Why Thompson Sampling (not ε-greedy, not UCB)

  • vs ε-greedy: doesn't waste ε on known-bad arms.
  • vs UCB: deterministic → parallel workers pick the same arm and collapse the same provider. Thompson samples → parallel workers naturally spread.
  • vs hand-tuned weights: no weights to tune. Bayesian prior → posterior does the work.

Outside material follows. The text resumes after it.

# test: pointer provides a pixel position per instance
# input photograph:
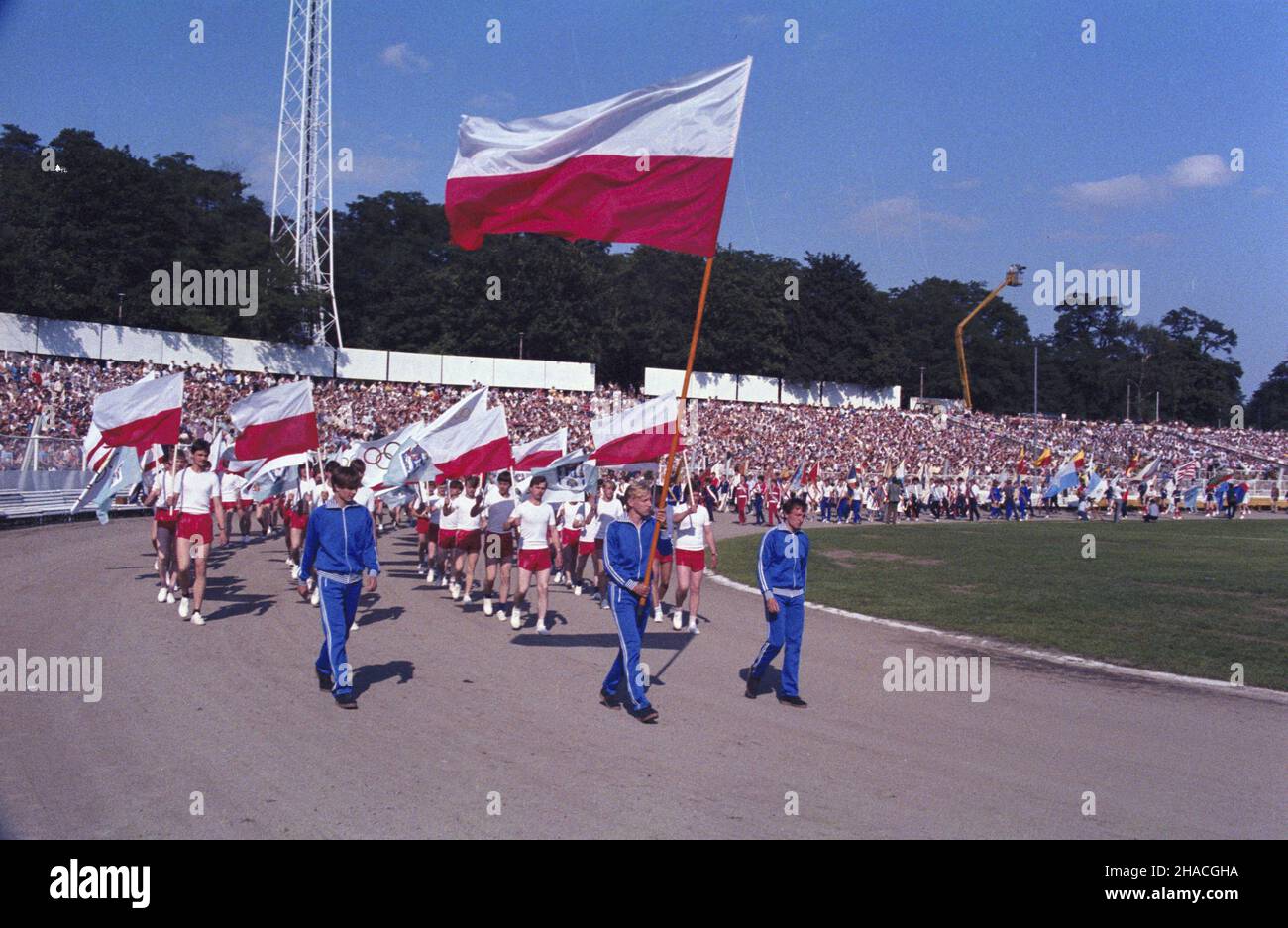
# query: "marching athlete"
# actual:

Benchmark (synthetic, reproducible)

python -m rl_router.simulate runs a 2000-step sim against a known ground truth:

[he|torah]
  cerebras     r=0.880±0.014  n=968   lat=0.3s
  gemini       r=0.528±0.110  n=18    lat=0.72s
  ollama       r=0.402±0.127  n=12    lat=2.54s

Post-training policy (1000 samples):
  (he,torah): cerebras=98%, gemini=1%, ollama=0%
  (en,nt):    cerebras=82%, gemini=17%, ollama=1%

The router converged on the top arm for each context while still exploring the runner-up when its reward was close.

Production use

Validated in a high-throughput batch pipeline routing between Cerebras, Ollama, and Gemini across two parallel workers (two languages, 31k tasks). File-locked state is shared across processes; record() is atomic.

State & persistence

  • Location: ~/.rl_router_state.json (override via RL_ROUTER_STATE env or Router(state_path=...)).
  • Format: JSON, human-readable, ~1KB per context.
  • Writes: atomic replace + fsync. Safe under kill.
  • Reads: shared lock (POSIX: fcntl.LOCK_SH, Windows: msvcrt.LK_NBLCK).

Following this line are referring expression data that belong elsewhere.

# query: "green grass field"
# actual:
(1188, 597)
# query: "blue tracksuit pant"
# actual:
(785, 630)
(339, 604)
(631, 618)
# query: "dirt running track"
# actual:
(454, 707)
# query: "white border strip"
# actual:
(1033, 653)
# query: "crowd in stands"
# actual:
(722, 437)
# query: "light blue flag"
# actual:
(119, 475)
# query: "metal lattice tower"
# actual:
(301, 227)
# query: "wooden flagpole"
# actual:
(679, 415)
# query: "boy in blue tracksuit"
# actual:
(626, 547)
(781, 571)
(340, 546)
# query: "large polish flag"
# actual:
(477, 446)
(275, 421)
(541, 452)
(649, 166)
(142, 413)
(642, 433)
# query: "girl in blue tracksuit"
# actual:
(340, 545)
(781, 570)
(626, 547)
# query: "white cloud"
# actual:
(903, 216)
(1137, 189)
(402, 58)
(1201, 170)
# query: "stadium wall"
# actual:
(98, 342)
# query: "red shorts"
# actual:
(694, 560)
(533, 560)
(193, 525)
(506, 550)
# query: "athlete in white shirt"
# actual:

Config knobs (rarely needed)

from rl_router import Router, RouterConfig

r = Router(
    arms=["a", "b"],
    config=RouterConfig(
        half_life_calls=500,        # how fast old data decays
        target_latency_s=2.0,       # latency scale for reward
        rate_limit_penalty=0.5,     # extra cost for 429
        exploration_floor=0.02,     # ε of pure random picks
        cooldown_s=60.0,            # 429'd arm penalty window
    ),
)

Observability

print(r.pretty())
# [en|summarization]
#   openai       r=0.891±0.012  n=1204  lat=0.42s
#   anthropic    r=0.854±0.019  n=387   lat=0.58s
#   local        r=0.312±0.089  n=22    lat=3.1s

Hook r.stats() into your dashboard for per-context arm reward + latency rollup.

What this library is NOT

  • Not an HTTP client. You call providers; rl-router only picks one.
  • Not a cost optimizer. Reward is latency+success. Wrap your own cost signal into record() if you want cost-aware routing.
  • Not a replacement for circuit breakers. Combine with one — rl-router degrades gracefully but doesn't open/close circuits.
  • Not a drop-in for LiteLLM / OpenRouter. Those are proxies. This is a decision function. Use either or both.
  • Not formally audited. Small enough that you can audit it yourself.

License

MIT.

Status

0.1.0 — API stable for pick / record / stats. Internal state format may evolve; upgrade path preserved via state['v'] field.